The Daniel Bryan of 2014 is among the more nuanced characters in wrestling’s Stephanie era, an era in which so many winding threads of complexity have morphed the WWE’s metaphoric narrative from sideshow gladiator sport into finely tuned, formidable cable drama. In much of this wrestler’s early career he sported well-tended short hair and often a clean shave, but this current Daniel Bryan look is sloppy, with a scruffy beard and a mop of overgrown hair. That longish hair is not deliberate – it’s the hair of a guy who’s got other pressing stuff to do besides getting round to the barber, hair that drives a young dreamer’s disapproving father to bark about going to get that hair dealt with and getting a damn job! Other than the hair and beard, though, Bryan has an earnest, good-kid look about him – no visible tats, no flamboyant costume, just brief-style shorts, boots, and a T-shirt for his entrance, removed once the match begins. There’s not a hint of irony in his gimmick, in which he cries “Yes! Yes! Yes!” with both fists raised high and pumping the air to accent each yes, thereby rousing the typically potty-mouthed crowd to chant his positive, heartfelt mantra right along with him.
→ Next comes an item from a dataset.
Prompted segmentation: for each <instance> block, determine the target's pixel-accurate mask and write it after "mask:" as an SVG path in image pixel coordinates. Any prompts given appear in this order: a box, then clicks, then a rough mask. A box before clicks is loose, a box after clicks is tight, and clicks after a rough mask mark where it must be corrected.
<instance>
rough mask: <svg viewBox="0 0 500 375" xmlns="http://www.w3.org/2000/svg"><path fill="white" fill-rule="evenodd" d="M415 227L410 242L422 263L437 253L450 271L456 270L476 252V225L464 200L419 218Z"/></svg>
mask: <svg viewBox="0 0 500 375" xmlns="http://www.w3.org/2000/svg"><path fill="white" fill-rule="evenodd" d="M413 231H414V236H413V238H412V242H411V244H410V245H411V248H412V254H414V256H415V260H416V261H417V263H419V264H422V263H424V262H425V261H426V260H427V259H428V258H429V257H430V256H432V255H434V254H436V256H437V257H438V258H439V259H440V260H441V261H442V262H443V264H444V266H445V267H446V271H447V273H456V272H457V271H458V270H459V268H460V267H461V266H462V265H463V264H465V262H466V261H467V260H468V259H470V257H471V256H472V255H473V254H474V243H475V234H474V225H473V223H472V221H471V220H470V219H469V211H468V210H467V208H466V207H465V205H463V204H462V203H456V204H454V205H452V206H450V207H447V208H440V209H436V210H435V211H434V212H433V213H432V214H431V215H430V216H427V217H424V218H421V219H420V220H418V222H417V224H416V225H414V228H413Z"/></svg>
Daniel Bryan does have alliances, but he’s at his best when he’s a lone little guy among giants, also navigating heavyweight dark personas like the black-ops looking Shield tag-team and the deep-south, screw-loose stylings of the Wyatt Family. He also tangles regularly with towering, charismatic muscleman heels like Randy Orton and Triple H. At 5’10, he is dwarfed by the big and tall talent pool that dominates the WWE, but Bryan doesn’t cower or hang back in some cruiserweight category. Instead he makes his mark as a little guy who just keeps on coming against these dizzyingly big guys, sometimes whole posses of them at a time, forcing his way into the headlining, heavyweight echelons and sometimes, despite all odds, finding himself in a championship belt. This has become the cornerstone of his character – he is the perennial underdog, a guy who has built a remarkable career on the premise that he does not belong where he is determined to be.
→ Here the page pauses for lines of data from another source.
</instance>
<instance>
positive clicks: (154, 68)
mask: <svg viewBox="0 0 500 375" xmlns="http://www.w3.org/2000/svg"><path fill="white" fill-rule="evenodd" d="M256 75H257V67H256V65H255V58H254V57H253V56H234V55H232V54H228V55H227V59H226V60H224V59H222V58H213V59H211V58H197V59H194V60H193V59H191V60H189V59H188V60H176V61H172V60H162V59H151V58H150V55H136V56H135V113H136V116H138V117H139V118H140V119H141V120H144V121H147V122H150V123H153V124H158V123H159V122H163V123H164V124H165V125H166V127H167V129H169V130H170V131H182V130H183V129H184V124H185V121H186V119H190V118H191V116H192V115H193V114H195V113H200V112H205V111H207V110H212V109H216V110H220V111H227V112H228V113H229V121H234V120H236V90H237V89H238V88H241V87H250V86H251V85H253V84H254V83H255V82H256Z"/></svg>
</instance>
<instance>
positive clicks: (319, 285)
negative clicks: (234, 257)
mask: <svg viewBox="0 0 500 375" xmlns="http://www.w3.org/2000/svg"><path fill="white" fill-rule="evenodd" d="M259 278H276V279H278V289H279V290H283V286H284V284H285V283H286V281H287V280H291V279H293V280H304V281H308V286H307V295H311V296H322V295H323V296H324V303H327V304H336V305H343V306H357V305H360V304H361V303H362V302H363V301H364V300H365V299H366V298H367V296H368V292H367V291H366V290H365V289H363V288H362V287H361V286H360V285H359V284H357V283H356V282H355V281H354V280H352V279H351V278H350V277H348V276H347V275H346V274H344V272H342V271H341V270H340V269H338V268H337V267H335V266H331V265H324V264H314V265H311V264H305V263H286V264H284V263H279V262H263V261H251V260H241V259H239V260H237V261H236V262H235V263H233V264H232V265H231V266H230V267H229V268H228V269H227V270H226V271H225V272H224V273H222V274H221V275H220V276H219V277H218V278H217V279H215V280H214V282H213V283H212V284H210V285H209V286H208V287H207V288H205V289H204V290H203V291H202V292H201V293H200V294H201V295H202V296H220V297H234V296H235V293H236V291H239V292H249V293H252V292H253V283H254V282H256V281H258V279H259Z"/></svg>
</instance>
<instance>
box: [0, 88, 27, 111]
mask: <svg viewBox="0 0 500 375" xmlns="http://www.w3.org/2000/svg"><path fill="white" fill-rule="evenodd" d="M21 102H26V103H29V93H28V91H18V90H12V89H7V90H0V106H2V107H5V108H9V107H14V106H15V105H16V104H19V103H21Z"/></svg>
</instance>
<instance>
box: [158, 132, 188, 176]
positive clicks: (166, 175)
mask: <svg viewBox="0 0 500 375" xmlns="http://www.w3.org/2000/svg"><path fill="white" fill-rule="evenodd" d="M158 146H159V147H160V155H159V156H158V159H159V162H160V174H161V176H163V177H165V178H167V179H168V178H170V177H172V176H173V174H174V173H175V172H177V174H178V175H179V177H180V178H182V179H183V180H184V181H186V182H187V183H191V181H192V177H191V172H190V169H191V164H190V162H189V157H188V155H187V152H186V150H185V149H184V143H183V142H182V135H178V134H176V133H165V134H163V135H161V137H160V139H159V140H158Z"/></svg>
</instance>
The hair of Daniel Bryan signifies that his persona has its roots in professional wrestling’s vast underworld, where wrestling schools of varying degrees of seediness and refute have for decades been training zealot hopefuls across the country. The majority of these hopefuls are working class young men with dreams of the ephemeral glory only a select handful can attain for brief intervals inside the WWE ring ropes. These guys crave like a fix the cheers of a crowd as they posture and flex, even if the crowd is just a smattering of folks on folding chairs in a VFW hall or the ratty bleachers of a high school auditorium. Some of these guys are original, distinctively charismatic, or particularly talented as mike men, musclemen, or dramatists, but the true rank-and-file of the indy wrestling schools and feds are full of guys with hair just like Daniel Bryan – heartbreaking in their eyes’ eagerness, awkward in their costumes, unskilled at crafting gimmicks or working the mike, and not a few of them with hair in some state of in-between or disarray, not all that many with the careful buzz of a Randy Orton or the long glossy mane of a Roman Reigns.
As far as I can tell (since I didn’t pay attention to wrestling for a few years when life got complicated), it seems like Bryan Danielson (Daniel Bryan’s alter-kafabe-ego) came up through the independent circuit and WWE developmental leagues with a reasonable amount of smiling grace and haircut coif. He has only arrived at this iconic indy-like persona in the pinnacle of his WWE career, thereby making inverse the normal progress of a man’s career, not unlike the way he inverted his first and last name to arrive at his character. Daniel Bryan is a meta-underdog, an everyman’s wrestler and a wrestler’s everyman, which should earn him pantheon status with some of WWE’s everyman/underdog greats – Mick Foley, Steve Austin, and Spike Dudley, to name a few of my favorites in that category.